2009-07-30 15:07:53

Denuncia dell'Onu: stupro come arma di guerra


“Il sistematico utilizzo della violenza come un’arma, principalmente sulle donne, è diventato di uso comune nei conflitti in Africa, Asia ed Europa”. Cosi’ il segretario generale dell’Onu, Ban Ki-moon, nel suo rapporto presentato nei giorni scorsi al Consiglio di Sicurezza. Il numero uno del Palazzo di Vetro ha inoltre rivolto un appello ai Paesi interessati “perché rafforzino le misure protettive e di prevenzione nei confronti del fenomeno”. Salvatore Sabatino ha intervistato Rosanna Sèstito, una ginecologa di “Medici senza Frontiere”, appena rientrata dal Nord Kivu, in Repubblica Democratica del Congo, dov’è stata impegnata in un progetto teso ad assistere donne vittime di violenze. Ascoltiamo la sua testimonianza:RealAudioMP3

R. – Lo stupro ancora oggi in molti Paesi, in troppi, viene utilizzato come una vera e propria arma di guerra. Lo stupro non vuole tanto la morte dell’altro, ma vuole proprio sbarazzarsi dell’origine dell’altro, arrivare al concepimento, quindi sostituendosi all’altra collettività genetica: è un’invasione dell’identità.

 
D. – C’è anche una stigmatizzazione della donna che una volta violentata non viene più rispettata nelle società di provenienza...

 
D. – La donna non viene più accettata dalla società, soprattutto se ritorna incinta e questo è un fatto molto grave perché porta la donna a un isolamento e spesso al suicidio.

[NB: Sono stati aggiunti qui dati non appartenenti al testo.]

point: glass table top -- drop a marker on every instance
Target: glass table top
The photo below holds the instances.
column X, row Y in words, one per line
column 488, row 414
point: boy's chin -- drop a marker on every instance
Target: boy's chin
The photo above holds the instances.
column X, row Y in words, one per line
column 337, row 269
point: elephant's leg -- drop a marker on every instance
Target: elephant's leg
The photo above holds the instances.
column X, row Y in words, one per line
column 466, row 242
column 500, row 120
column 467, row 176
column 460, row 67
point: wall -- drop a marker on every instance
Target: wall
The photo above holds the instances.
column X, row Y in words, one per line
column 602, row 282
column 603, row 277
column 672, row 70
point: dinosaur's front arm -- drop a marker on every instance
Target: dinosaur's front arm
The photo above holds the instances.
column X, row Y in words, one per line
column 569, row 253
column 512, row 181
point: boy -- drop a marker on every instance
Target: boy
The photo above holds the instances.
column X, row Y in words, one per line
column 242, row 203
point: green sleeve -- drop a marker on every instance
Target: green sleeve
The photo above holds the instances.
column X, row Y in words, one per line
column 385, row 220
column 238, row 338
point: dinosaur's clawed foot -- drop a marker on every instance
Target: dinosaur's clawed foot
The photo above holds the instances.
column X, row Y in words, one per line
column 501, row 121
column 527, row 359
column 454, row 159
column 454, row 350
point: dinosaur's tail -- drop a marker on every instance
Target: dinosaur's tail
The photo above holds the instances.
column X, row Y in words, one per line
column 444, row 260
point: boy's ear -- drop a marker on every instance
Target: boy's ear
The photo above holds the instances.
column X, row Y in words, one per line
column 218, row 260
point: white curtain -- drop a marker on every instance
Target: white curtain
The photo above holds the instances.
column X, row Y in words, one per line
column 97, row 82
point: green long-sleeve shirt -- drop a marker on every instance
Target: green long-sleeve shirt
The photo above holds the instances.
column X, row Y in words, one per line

Sono molto frequenti i suicidi delle donne a causa di questo rifiuto sociale dopo lo stupro. Per cui, la donna non solo si vede vittima di questo crimine, ma addirittura viene rigettata dalla società. Di qui l’isolamento, la mancanza di lavoro. Molte volte le donne sono costrette a prostituirsi e questo porta al suicidio, all’abbandono dei bambini nati dallo stupro fino all’infanticidio.

 
D. - C’è una sorta anche di rassegnazione. Le donne che abitano zone di guerra vivono lo stupro come una sorta di cosa inevitabile...

 
R. – Sì, lo vivono quasi come un “topos”, come un luogo della guerra; noi facciamo fatica ad accettarlo, ma loro lo vivono come un evento inevitabile: con un gran senso di colpa, perché quando ricevo le donne nei nostri progetti, la prima cosa che mi chiedono è: perché a me? Che cosa ho fatto di male?

 
D. - Quali sono i motivi che spingono alle violenze sessuali contro le donne? Ci sono anche delle credenze popolari?

 
R. – Assolutamente sì, nella mia esperienza in Liberia spesso al posto di un salario i soldati venivano retribuiti con delle donne. In Congo, per esempio, c’è una credenza che avere dei rapporti con ragazze prepubere o dopo la menopausa rafforza l’uomo durante i combattimenti e quindi lo protegge dalle ferite. Oppure, vengono rapite delle donne e vengono trasformate in vere e proprie schiave sessuali che servono appunto per tenere alto il morale delle truppe. Possono essere utilizzate anche per trasmettere l’Aids e quindi la violenza come arma biologica.

 
D. – Come si può di fatto prevenire questo fenomeno?

 
R. – Sensibilizzare le donne. Per esempio, soprattutto i campi rifugiati sono un luogo dove avvengono tantissime violenze sessuali e noi sensibilizziamo le donne al fatto che è una cosa che può esistere. Quindi, dire alle donne i luoghi dove possono andare e dove non possono andare. Sicuramente la sensibilizzazione della popolazione, le campagne contro le violenze, le denunce contro le violenze, sono una forma di prevenzione.